This picture comes from the tomb of the 19th century Bishop Selwyn of Lichfield. It’s in the Lady Chapel at Lichfield Cathedral, and this tiled rendering of a pit on the nearby Staffordshire coalfield is the backdrop to a fabulous Victorian confection of stone Gothic tracery, brass lettering and a gleaming, life-sized marble effigy of the great Bishop himself. No-one saw anything odd about putting this image in a mock-Medieval tomb in a real Medieval cathedral. The scene – so recognisable to members of the Bishop’s flock – was part of the flesh and blood of his life and ministry; being truthful, it couldn’t be incongruous. (At the other end of the tomb, similar painted tiles show a Maori war-canoe and tree-ferns – Selwyn spent much of his career in New Zealand).

It came to mind because on Saturday night, Birmingham Post business (and to be honest, a fair bit of personal pleasure) took me to a performance of Part One of Handel’s Messiah by the Lichfield Cathedral Chorus, accompanied by the Staffordshire Brass Band. My review of the performance is here; but even before the night, I was surprised by the way musical friends reacted to the very notion of a brass band accompanying Handel. “Christ, no!” exclaimed one. “This is all wrong” declared another. At which I could only think: how could something wrong, sound so right?

Wasn’t Handel’s music once the staple of amateur ensembles across the UK, performed with enthusiasm by groups of all sizes and skills? Isn’t that still the case – and isn’t that a good thing? Aren’t we glad that performers and listeners feel able to co-opt a great work of art into their own musical lives and traditions?

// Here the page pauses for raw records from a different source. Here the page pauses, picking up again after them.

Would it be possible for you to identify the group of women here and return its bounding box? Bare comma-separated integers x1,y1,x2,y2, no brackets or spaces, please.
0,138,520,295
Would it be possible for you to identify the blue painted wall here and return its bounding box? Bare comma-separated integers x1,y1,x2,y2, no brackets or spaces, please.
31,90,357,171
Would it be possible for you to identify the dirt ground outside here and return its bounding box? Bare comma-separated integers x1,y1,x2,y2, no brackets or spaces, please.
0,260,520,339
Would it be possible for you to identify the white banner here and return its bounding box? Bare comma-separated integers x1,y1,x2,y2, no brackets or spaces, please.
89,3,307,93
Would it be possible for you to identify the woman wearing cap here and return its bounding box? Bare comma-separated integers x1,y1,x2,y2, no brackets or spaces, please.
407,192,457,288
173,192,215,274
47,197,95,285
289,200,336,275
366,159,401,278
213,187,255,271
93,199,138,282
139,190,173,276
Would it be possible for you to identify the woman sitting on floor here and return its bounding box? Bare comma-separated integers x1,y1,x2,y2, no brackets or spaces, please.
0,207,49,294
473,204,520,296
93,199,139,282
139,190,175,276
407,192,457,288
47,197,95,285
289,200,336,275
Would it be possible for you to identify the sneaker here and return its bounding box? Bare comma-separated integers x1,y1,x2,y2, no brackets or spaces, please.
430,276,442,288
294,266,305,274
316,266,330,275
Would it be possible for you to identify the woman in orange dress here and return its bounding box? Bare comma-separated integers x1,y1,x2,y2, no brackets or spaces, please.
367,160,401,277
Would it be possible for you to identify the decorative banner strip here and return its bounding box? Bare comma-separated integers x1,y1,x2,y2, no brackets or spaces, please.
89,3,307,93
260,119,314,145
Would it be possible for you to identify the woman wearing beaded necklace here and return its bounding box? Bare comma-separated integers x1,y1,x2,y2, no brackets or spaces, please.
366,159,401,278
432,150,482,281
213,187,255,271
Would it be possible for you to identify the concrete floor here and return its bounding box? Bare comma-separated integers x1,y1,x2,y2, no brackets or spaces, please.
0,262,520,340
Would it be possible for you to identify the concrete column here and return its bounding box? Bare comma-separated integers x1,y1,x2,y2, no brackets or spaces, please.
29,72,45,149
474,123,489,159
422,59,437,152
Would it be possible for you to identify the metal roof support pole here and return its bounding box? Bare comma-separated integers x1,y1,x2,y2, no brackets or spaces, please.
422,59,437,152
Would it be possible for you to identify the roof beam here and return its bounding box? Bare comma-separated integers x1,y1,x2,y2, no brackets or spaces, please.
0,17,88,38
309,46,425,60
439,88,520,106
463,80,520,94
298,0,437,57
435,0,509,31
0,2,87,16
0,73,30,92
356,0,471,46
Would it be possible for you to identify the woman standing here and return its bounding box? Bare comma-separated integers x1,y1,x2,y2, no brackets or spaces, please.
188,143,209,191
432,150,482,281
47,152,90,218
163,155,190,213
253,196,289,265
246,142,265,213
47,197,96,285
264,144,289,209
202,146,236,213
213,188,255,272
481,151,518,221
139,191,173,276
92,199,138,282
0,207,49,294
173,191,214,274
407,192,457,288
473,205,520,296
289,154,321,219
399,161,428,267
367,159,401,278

And talking of traditions, haven’t we all now accepted that the brass band movement in this country is our very own, original, “Sistema” – a grass-roots, community-based musical movement capable of producing virtuoso players of international calibre, and an inspiration to composers from Holst to Robert Simpson?

The performance was sincere, the playing bright, precise and wonderfully fresh; I’m ashamed to say that I heard harmonies in the overture that I’d never noticed before. But then, I’ve been a gigging cellist. I know how under-rehearsed scratch string ensembles feel about the annual Messiah with their local choral soc. This was very different.

I’m not saying that I’d always trade a smart, sensitive period-instrument orchestra for a brass band or even a Beecham-esque full symphony orchestra; just that no one performance style or tradition can ever have the final word on a work as limitless as Messiah. Also that it’s not every day you get to hear a really cracking countertenor singing against tenor horns and cornet. Plus, those tubas sounded like they were having the time of their lives. It felt right; it felt real; and I think that’s a feeling that Bishop Selwyn – not to say Handel himself – would have understood.